« De mécanismes de protection sont tout simplement ignorés » Les complices de Prabowo entourent le projet de stockage alimentaire qui menace l’environnement, les forêts de Papouasie et l’habitat des orangs-outans. (Partie 2 du rapport d’enquête)

  • Le gouvernement indonésien élimine diverses réglementations de protection de l’environnement afin de lancer un projet de stockage alimentaire (food estate) destiné à augmenter la production alimentaire.
  • Une société dirigée par des complices du ministre de la Défense Prabowo Subianto est prête à récolter les bénéfices du projet. Elle tente d’attirer un investissement d’environ 33 000 milliards de roupies indonésiennes.
  • Le projet de food estate prévoit également de cibler les forêts de Papouasie. Les observateurs affirment que le plan viole diverses règles et est entaché de multiples conflits d’intérêts.

La publication de ce rapport d’enquête est le résultat d’un travail de collaboration entre Gecko Project, Tempo et Jubi.

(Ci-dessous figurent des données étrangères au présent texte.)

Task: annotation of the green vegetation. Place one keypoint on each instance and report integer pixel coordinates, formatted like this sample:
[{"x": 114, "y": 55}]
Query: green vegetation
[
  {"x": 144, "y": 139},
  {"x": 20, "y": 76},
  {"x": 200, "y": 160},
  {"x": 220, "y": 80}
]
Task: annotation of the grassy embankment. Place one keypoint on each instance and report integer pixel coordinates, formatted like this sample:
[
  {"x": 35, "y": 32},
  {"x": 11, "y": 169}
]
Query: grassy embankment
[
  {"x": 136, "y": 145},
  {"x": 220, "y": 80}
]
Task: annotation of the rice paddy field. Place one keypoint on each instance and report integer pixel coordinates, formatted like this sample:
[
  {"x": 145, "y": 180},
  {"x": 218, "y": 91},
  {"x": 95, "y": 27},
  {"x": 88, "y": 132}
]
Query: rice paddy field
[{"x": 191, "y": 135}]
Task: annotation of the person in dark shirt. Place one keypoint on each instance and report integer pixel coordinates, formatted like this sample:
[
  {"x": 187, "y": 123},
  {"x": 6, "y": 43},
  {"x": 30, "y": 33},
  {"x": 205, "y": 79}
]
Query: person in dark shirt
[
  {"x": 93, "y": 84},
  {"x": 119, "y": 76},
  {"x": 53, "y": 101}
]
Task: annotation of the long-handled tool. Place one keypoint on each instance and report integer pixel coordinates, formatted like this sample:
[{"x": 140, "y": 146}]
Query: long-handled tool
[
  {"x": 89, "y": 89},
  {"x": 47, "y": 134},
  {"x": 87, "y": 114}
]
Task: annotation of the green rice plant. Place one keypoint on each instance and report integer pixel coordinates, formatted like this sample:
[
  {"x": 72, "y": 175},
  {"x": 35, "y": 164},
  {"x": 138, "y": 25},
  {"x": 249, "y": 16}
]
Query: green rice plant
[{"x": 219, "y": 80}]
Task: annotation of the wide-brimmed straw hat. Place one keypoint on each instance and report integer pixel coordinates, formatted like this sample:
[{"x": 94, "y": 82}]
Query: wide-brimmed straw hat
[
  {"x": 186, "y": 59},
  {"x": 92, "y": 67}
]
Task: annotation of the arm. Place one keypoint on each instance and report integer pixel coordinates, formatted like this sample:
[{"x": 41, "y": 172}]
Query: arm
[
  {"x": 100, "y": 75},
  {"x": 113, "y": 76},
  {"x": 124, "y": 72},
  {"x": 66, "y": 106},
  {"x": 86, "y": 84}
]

Le site de food estate proposé par le ministère de la Défense. Ce site se trouve dans la province de Kalimantan central. La plupart de la zone proposée chevauche l’habitat des orangs-outans. – Gecko Project

Jayapura, Jubi – Le programme de food estate était initialement destiné à promouvoir la production de riz dans les tourbières de la province du Kalimantan central. Il a immédiatement suscité de nombreuses critiques, car on estimait qu’il ne ferait que répéter la catastrophe qui s’était produite il y a deux décennies au même endroit. À l’époque, un projet similaire avait provoqué l’assèchement des tourbières et, en fait, produit des émissions massives de gaz à effet de serre. Par ailleurs, la production de riz est très faible.

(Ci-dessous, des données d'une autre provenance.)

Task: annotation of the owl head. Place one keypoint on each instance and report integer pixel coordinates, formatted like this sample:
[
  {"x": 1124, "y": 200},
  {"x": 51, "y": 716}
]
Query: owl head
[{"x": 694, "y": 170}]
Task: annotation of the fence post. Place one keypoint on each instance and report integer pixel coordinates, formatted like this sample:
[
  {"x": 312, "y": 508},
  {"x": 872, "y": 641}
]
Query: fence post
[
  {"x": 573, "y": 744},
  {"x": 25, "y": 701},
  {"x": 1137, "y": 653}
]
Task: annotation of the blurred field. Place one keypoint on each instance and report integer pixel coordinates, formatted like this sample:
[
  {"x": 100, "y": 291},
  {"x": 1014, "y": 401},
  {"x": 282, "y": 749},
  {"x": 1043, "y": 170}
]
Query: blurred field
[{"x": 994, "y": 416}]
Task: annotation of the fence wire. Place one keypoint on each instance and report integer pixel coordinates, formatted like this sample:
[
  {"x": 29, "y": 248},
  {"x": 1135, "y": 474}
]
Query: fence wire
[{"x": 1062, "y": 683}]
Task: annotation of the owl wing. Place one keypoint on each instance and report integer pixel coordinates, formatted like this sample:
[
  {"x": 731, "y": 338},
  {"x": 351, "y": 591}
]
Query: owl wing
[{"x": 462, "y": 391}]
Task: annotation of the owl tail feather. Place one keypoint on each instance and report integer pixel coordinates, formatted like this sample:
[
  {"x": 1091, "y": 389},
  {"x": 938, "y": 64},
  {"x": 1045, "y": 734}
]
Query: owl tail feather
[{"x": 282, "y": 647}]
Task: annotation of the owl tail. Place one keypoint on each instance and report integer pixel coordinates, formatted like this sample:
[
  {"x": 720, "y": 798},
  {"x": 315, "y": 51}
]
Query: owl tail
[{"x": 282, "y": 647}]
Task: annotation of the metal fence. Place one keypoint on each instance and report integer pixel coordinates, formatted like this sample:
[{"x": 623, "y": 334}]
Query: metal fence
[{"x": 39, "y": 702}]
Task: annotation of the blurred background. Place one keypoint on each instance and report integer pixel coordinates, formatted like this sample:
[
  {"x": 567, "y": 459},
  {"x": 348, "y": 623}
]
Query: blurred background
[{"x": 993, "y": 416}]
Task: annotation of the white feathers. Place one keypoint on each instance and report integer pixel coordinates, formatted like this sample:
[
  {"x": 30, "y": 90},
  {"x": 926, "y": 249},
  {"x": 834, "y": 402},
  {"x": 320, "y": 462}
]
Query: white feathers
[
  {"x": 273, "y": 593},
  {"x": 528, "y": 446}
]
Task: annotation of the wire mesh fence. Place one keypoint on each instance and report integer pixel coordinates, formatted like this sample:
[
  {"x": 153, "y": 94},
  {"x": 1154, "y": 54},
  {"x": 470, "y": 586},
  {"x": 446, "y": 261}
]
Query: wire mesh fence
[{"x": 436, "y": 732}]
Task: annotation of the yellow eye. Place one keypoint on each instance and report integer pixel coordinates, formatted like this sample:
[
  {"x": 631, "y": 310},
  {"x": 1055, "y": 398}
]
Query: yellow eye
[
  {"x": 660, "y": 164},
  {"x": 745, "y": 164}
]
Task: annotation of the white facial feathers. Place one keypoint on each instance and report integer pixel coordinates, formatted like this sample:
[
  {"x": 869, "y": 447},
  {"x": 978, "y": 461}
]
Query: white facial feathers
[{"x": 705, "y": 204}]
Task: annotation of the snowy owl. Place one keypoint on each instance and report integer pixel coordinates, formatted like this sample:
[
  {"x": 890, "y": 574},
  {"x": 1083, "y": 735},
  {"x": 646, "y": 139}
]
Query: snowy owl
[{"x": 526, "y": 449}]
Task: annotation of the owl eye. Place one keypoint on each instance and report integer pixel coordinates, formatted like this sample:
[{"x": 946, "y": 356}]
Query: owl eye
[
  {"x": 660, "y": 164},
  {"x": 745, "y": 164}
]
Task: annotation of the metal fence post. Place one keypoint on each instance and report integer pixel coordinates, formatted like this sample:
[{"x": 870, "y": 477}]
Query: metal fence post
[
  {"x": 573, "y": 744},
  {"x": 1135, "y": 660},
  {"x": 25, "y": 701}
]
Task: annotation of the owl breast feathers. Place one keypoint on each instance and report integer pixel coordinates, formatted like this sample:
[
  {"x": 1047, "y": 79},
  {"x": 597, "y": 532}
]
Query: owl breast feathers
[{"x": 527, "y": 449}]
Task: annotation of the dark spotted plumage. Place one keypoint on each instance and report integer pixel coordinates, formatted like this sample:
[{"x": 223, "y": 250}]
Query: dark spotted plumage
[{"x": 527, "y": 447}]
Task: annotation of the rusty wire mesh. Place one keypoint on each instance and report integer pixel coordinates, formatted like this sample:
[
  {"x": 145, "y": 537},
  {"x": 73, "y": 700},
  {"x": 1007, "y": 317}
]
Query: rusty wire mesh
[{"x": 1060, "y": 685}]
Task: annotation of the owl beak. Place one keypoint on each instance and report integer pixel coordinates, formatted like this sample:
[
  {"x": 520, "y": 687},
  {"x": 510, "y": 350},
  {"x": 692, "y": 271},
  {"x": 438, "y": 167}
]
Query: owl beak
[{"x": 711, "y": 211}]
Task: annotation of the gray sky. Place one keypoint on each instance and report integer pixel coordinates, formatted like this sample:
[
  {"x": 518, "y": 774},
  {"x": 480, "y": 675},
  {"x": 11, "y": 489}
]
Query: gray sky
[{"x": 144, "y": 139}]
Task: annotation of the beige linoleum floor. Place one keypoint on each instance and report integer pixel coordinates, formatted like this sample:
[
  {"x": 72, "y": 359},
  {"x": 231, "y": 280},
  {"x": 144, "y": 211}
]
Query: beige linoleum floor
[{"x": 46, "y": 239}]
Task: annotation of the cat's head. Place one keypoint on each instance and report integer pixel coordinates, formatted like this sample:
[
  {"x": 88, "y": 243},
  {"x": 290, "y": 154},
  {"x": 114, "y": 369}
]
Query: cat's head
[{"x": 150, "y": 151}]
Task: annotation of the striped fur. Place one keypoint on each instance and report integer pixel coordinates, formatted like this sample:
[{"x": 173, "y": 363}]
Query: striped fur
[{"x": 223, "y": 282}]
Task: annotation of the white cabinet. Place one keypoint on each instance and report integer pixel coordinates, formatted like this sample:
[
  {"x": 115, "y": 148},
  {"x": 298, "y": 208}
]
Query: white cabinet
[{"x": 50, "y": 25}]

Le ministère de l’environnement et des forêts (KLHK) tente d’écarter les craintes que le nouveau projet ne cause pas de dommage à l’environnement. En revanche, le KHLK affirme que le projet vise à réhabiliter les zones forestières protégées qui ont été illégalement défrichées, ainsi qu’à soutenir l’agroforesterie qui permet de récolter des cultures sans avoir besoin de défricher des forêts. « Nous nous engageons également à garantir qu’aucun habitat d’orang-outan de Bornéo ne sera touché », a déclaré Siti Nurbaya Bakar, ministre du KLHK. Cependant, le président Jokowi a également nommé le ministre de la Défense, Prabowo Subianto – son ancien rival lors des deux dernières élections présidentielles – pour être en charge du projet de food estate.

Le même mois où Jokowi a visité les tourbières du sud de Kalimantan, des responsables du TNI (Les Forces armées indonésiennes) et du ministère de la Défense ont tenu une réunion avec le gouvernement local de la régence de Gunung Mas, à 150 kilomètres au nord du lieu de visite de Jokowi. Dans cette région, le peuple autochtone Dayak vit le long de grandes rivières qui serpentent vers le sud depuis les zones montagneuses situées en amont au milieu de l’île de Bornéo, traversent la forêt et se jettent dans la mer de Java.

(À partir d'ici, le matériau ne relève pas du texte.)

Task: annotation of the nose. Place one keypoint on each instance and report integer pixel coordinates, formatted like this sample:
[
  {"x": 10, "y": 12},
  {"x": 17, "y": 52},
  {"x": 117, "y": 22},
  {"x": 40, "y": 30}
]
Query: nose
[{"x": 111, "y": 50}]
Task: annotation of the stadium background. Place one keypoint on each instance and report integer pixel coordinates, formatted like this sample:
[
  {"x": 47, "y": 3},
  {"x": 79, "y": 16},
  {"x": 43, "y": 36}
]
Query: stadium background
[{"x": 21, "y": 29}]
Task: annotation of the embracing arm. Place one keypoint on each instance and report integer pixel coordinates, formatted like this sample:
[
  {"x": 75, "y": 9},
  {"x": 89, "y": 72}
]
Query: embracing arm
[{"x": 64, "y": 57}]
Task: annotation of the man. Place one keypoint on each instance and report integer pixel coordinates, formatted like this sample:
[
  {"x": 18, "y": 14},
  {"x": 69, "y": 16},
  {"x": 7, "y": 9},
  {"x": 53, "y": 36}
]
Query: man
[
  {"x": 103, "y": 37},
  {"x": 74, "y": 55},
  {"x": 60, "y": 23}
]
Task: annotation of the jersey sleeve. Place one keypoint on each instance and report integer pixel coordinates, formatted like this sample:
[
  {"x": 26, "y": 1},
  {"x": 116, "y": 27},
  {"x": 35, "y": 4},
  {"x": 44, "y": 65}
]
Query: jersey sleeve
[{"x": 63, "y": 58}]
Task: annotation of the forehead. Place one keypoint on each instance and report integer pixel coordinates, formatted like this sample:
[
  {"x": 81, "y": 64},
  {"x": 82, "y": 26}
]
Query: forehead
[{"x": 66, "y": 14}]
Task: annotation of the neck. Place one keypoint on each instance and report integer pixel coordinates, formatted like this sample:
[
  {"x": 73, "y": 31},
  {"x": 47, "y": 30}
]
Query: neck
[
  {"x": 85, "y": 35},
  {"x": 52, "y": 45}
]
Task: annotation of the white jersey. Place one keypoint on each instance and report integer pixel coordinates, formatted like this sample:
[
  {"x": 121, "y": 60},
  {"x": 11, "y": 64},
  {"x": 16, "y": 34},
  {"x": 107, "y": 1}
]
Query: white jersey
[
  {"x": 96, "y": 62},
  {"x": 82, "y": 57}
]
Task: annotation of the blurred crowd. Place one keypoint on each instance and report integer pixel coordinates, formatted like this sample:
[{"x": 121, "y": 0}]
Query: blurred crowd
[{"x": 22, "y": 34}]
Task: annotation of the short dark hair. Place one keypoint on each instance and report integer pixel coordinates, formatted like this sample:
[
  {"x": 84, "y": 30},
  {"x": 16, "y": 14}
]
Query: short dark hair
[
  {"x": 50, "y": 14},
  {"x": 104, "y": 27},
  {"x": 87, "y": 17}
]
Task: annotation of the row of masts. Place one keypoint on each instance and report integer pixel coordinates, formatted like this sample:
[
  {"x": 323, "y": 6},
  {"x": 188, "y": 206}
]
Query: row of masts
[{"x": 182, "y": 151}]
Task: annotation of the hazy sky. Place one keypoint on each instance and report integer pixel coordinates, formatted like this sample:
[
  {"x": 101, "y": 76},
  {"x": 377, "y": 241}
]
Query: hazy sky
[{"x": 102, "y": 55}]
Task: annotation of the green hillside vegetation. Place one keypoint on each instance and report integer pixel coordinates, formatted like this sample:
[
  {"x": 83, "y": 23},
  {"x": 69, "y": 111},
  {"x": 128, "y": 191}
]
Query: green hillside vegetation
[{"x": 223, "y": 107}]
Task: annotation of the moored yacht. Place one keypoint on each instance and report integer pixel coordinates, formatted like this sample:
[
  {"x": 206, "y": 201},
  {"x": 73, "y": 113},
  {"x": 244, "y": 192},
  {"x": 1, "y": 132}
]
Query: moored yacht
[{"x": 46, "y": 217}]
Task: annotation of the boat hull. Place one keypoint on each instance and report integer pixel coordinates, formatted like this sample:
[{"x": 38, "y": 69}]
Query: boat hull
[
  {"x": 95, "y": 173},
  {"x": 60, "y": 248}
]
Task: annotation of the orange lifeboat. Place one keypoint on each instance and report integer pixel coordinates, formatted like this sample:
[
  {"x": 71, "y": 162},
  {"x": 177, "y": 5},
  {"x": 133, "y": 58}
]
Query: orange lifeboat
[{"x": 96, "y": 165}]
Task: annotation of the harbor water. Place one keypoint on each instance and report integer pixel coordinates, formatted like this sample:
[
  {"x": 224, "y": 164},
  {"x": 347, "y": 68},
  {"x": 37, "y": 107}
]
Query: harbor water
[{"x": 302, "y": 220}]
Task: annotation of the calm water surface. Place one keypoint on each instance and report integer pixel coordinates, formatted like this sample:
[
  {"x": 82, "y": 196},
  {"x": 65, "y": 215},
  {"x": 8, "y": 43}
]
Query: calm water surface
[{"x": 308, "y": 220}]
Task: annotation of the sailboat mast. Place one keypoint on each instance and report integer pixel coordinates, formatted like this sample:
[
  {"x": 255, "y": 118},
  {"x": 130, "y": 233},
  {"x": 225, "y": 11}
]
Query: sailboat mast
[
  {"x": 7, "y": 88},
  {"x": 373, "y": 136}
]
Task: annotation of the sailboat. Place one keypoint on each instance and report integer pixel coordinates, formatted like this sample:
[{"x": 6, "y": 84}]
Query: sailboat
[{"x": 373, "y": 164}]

Le ministère de la Défense envisage une zone de jungle à l’est de la rivière Kahayan, où vivent les résidents locaux.  Les habitants y récoltent de la nourriture, exploitent le caoutchouc et cherchent du bois pour leurs besoins quotidiens. Selon les chefs de village que nous avons interrogés, ils ont été invités à une réunion avec des responsables du ministère et un officier supérieur de l’armée en juillet 2021, un mois après le lancement du projet de food estate.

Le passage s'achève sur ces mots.